A guidebook not a GPS; Global HR both demands, and rewards, readers’ engagement. Peter Reilly and Tony Williams acknowledge the messiness of large global organisations without avoiding or simplifying the human resources challenges of the international business environment. The book is however tightly written (302 pages) and well structured so the reader does not get lost.

The introduction and conclusion are very useful in setting the book’s scope and highlighting the key points made in the text. Each of the remaining chapters follows the same pattern with the issue identified and considered based on the author’s research before challenges and success factors are discussed.

The balance of theory and practice is reassuring as it demonstrates the authors’ research and the academic and practical bases for their discussion. Peter Reilly’s global HR experience was as an HR manger with Shell working in the UK and internationally. He is now Director of Consultancy at the Institute for Employment Studies. Tony Williams is the Director of HR, global banking & markets at the Royal Bank of Scotland Group. This is their third co-authored book.

Covering ground which includes whether HR can, and indeed should, add value to organisations, issues of culture, diversity, employer brand, talent management, HR governance and a global service delivery model, Peter Reilly and Tony Williams give examples from a range of industries and geographic locations. These provide useful insights. Occasionally the positioning of boxed examples is confusing. I also found the use of acronyms a distraction from the authors’ otherwise clear style.

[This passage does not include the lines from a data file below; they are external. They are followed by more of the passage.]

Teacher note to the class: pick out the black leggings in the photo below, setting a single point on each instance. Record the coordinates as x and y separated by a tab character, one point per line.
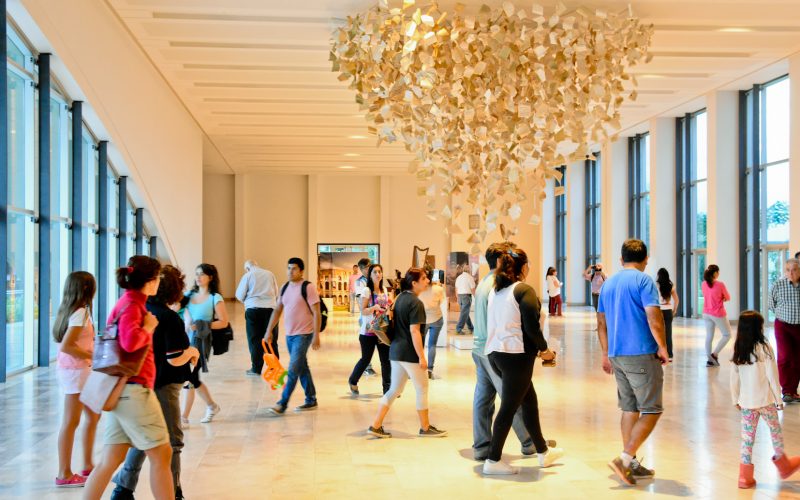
516	371
368	345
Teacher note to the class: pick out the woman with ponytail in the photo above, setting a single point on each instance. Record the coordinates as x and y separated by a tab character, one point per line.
715	294
513	342
137	420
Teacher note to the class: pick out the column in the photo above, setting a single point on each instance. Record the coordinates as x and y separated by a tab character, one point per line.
548	224
103	279
723	190
77	185
794	152
662	196
576	221
122	247
614	214
45	247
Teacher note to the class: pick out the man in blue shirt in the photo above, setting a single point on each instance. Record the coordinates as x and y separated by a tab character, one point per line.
631	333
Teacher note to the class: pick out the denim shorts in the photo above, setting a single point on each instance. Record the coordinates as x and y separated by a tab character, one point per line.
640	383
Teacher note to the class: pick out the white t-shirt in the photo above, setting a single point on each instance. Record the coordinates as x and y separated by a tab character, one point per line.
553	286
464	284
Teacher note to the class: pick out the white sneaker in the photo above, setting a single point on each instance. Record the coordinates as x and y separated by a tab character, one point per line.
547	459
210	412
492	468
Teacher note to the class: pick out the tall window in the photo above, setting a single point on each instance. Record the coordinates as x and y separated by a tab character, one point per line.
561	231
639	187
60	204
764	198
22	238
692	214
592	236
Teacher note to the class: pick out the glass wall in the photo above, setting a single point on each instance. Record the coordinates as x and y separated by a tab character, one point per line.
692	213
593	229
639	187
561	232
765	198
22	239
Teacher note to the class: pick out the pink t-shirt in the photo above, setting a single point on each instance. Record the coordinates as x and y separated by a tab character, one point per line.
297	317
714	299
85	341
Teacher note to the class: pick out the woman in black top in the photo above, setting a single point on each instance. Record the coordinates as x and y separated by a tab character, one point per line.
407	354
173	356
514	339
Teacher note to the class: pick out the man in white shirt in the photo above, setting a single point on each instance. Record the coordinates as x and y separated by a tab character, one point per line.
465	287
258	291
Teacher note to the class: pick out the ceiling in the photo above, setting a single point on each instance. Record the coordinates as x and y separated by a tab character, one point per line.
255	74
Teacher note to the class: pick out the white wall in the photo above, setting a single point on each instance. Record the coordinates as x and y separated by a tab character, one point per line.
219	230
152	138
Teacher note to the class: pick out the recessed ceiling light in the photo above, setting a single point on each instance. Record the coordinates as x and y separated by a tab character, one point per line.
734	29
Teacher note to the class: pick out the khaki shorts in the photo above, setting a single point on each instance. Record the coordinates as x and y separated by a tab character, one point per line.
640	383
137	420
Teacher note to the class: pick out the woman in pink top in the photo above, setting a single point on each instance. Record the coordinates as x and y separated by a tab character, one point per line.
74	331
715	294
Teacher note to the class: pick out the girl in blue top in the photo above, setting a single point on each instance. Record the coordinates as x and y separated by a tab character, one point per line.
204	304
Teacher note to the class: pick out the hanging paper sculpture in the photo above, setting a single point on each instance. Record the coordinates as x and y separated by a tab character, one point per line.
490	103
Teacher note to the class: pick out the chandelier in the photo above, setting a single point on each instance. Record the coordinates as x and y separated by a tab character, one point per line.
490	103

Peter Reilly and Tony Williams identify their target audience as practitioners of organisations with (or moving to have) multi-national operations. However, because of its scope and clarity this book is worthy of a wider audience with a timely reminder to senior managers of the strategic role that HR can usefully play to ensure business success. The authors’ enumeration of the real and significant challenges facing the global HR function and the breadth of their vision means this book will also be valuable to students and less experienced practitioners of HR and business more broadly.

Global HR is likely to highlight areas for more consideration within readers’ organisations, whether they are global or more local yet operating in an increasingly international environment.